10 Ways to Fight Hate


And we begin with
Breaking News from Charlottesville, Virginia where
two people have been injured in an altercation with
protestors who are out in force over the planned removal
of a Confederate statue … One year ago, we witnessed
an American tragedy. A rally motivated by hate
ended in violence and the death of my
daughter, Heather. Neo-Nazis, white
supremacists and bigots marched through the
city of Charlottesville. Standing up against hate
isn’t easy — but, now more than ever,
it’s necessary. Here are ten ways
you can fight hate. 1. Act. Do something. Take action
in the face of hatred; apathy is not an option. 2. Join Forces. Reach out to allies from
faith communities, schools, clubs,
and other civic groups. Create a diverse coalition. Gather ideas from everyone,
and get everyone involved. 3. Support the Victims. Victims of hate crimes
often feel alone and afraid. Surround victims
with comfort and protection. Small acts of kindness — a phone call, a letter —
can help. 4. Speak Up.

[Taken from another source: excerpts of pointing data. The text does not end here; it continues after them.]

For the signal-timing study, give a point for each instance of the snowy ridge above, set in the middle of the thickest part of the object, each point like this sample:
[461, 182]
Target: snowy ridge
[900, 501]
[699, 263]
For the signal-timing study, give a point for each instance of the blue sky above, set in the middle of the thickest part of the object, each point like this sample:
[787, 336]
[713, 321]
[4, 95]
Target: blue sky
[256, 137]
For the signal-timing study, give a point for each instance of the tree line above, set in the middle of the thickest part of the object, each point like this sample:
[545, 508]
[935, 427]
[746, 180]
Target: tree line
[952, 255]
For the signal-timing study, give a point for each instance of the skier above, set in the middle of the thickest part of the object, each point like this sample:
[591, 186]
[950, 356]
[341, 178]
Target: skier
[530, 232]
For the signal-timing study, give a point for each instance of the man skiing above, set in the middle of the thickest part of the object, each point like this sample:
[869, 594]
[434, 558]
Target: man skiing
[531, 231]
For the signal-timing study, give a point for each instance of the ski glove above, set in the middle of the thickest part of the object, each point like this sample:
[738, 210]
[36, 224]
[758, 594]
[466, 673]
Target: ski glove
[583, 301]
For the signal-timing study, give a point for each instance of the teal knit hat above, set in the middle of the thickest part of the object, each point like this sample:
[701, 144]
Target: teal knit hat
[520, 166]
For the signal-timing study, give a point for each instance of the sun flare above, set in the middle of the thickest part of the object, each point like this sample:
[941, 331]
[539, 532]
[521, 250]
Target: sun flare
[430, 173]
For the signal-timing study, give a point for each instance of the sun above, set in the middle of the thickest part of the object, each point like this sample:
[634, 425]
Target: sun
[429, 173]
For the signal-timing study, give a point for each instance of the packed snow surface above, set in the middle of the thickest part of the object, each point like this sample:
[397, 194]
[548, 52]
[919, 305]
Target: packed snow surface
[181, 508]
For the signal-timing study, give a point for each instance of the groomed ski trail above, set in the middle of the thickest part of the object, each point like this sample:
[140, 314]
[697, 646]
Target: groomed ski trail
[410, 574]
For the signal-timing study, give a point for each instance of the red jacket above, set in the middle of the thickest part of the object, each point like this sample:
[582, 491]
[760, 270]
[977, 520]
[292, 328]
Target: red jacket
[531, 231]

Hate must be exposed
and denounced. Speak up in ways that draw
attention away from hate and toward unity. 5. Educate Yourself. Get informed. Armed with a computer,
email, and a website the reach of even small
hate groups can be immense. Know who they are and what
false messages they spread. 6. Create an Alternative. Do not attend hate rallies. Hold a separate
unity rally or parade to draw media attention
away from hate. 7. Pressure Leaders. Make sure your elected officials
and other community leaders know that you will not stand
for hate in your community. Ask them to take a public stand. 8. Stay Engaged. Promote acceptance
and address bias before another
hate crime occurs. Expand your comfort zone
by reaching out to people outside
your own groups. 9. Teach Acceptance. Bias is learned early,
and often at home. By age 3, children can be
aware of racial differences. By age 12,
they can hold stereotypes. Teach tolerance early and often. 10. Dig Deeper. We all grow up with prejudices. Acknowledging them —
and working through them — can be a scary
and difficult process. Look inside yourself
for biases and commit to disrupting hate. Standing up
against hate isn’t easy — but, now more than ever,
it’s necessary. Apathy is not an option.